Two years in development, the Histoire de Style, Like a Queen collection is entirely based on a photograph in the Maison’s archives of a diamond and aquamarine double-clip brooch made by Louis Boucheron. Bought in London in 1937 by the Duke of Kent, the brooch passed to Queen Elizabeth II on her 18th birthday as a gift from her father, King George, and was worn at key milestones throughout her life. Said to be one of her favourite pieces of jewelry in the Royal collection, it was chosen to be worn in the last official portrait of the Queen, taken by Ranald Mackechnie to mark the Platinum Jubilee.

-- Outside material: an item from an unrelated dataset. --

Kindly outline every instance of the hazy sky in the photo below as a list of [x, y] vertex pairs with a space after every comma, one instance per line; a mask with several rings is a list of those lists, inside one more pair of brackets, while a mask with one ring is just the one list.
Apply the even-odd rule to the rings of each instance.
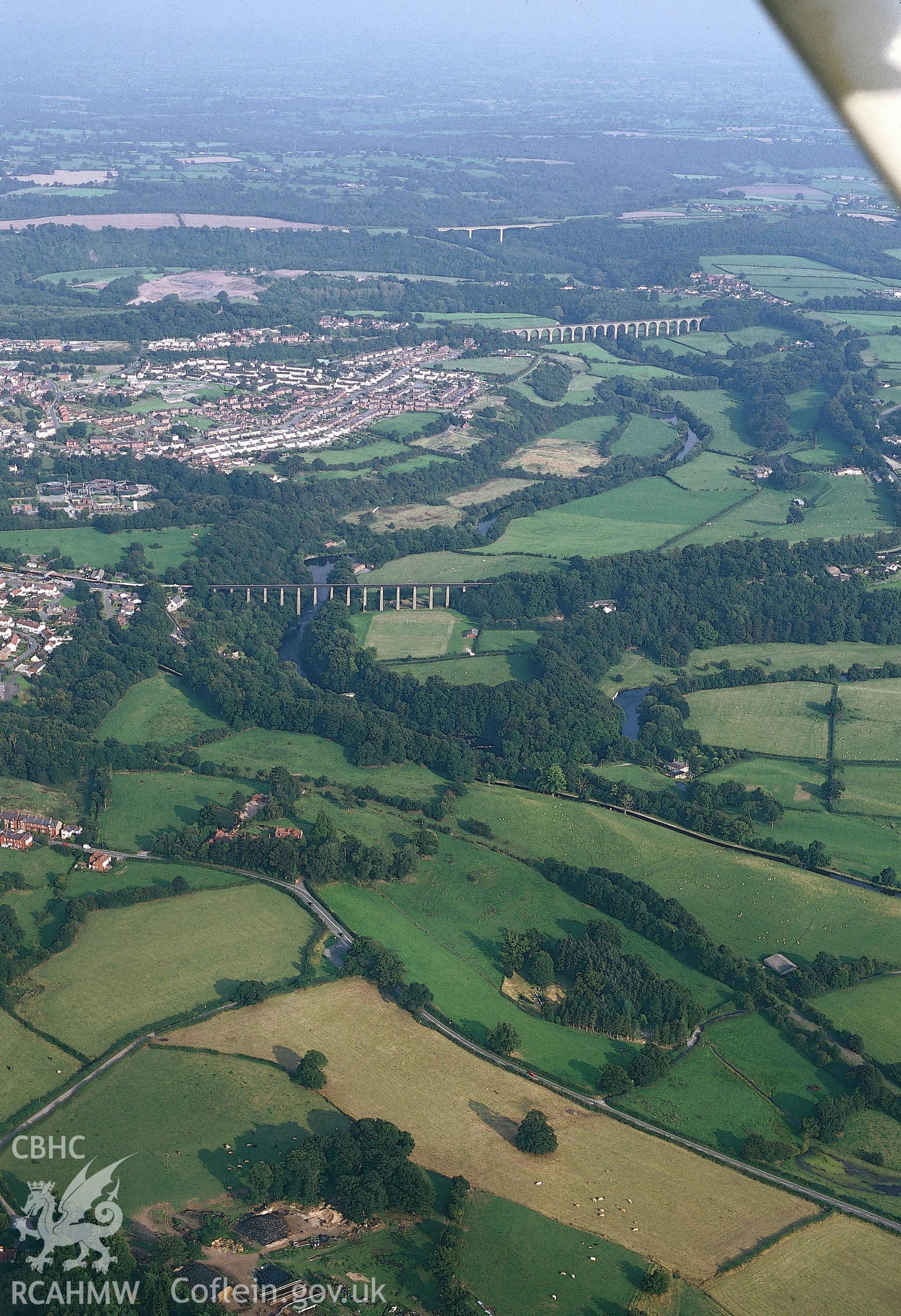
[[199, 74], [222, 61], [268, 62], [274, 71], [397, 59], [787, 64], [783, 38], [756, 0], [28, 0], [4, 8], [13, 57], [0, 78], [37, 64], [68, 80], [83, 61], [93, 70], [110, 61], [118, 74], [158, 62], [185, 68], [188, 54]]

“Three years ago, when I started looking for inspiration for this collection in the Boucheron archives, I couldn’t get that Art Deco double clip brooch out of my mind,” explains Choisne. The original brooch is conserved in the Royal Collection, and all that remains in the Maison’s archives, is a photograph. Nevertheless, it was enough to inspire the Maison’s creative director: “the severity and geometry of the Art Deco design, tempered by the softness and light blue hue of the aquamarines fascinated me. I was also touched by the sentimental value of this double clip.”
The original piece itself can be worn as a single clip, or split into two separate brooches, which is how Her Majesty Queen Elizabeth II chose to wear it in her final portrait. Choisne also intends the pieces in the new collection to be worn multiple ways: “we wanted these 18 variations to reflect the ease with which the original was worn, since the two clips may be attached in various ways, on their own or together. We also wanted the collection to convey the elegance distinctive of this Art Deco piece.”
Seven suites of jewelry, each developed around a separate color, combine to make up the collection, an idea rooted in the Queen’s own bright outfit choices. A mesmerising six-carat Sri Lankan sapphire surrounded by diamonds makes for a punchy pinkie ring, while cherry red Mozambique rubies combine in an elegant necklace, whose centrepiece can be removed to be worn as a brooch. Elsewhere, lacquer is used to intensify color and three color-block diamond clips can be worn as earcuffs, lapel clips or in the hair, reflecting the house’s historically hard-working approach to high jewelry.
The Frosty White chapter includes a four-strand necklace with two clips based on the original brooch, that can be worn an impressive six different ways. More than 1,000 baguette and round diamonds are overlaid with rock crystal at key points, a technique pioneered by Frédéric Boucheron: “the rock crystal blurs the pavé to make it lighter and less flashy, balancing the sharpness of the Art Deco shapes” says Choisne. The coordinating horizontal ring, can be worn across three fingers or opened and its central solitaire removed to be worn alone.
Male models at the presentation cut dashing figures in diamond brooches, and according to the house, “tuxedo clips are becoming more common, we’re proposing unisex items and they are gaining traction,” says Choisne of the Maison’s contemporary clientele. Indeed, Like a Queen offers a thoroughly modern take on high jewelry, translated into wearable pieces inspired by an icon of the archives, and the distinctive elegance of its most famous wearer.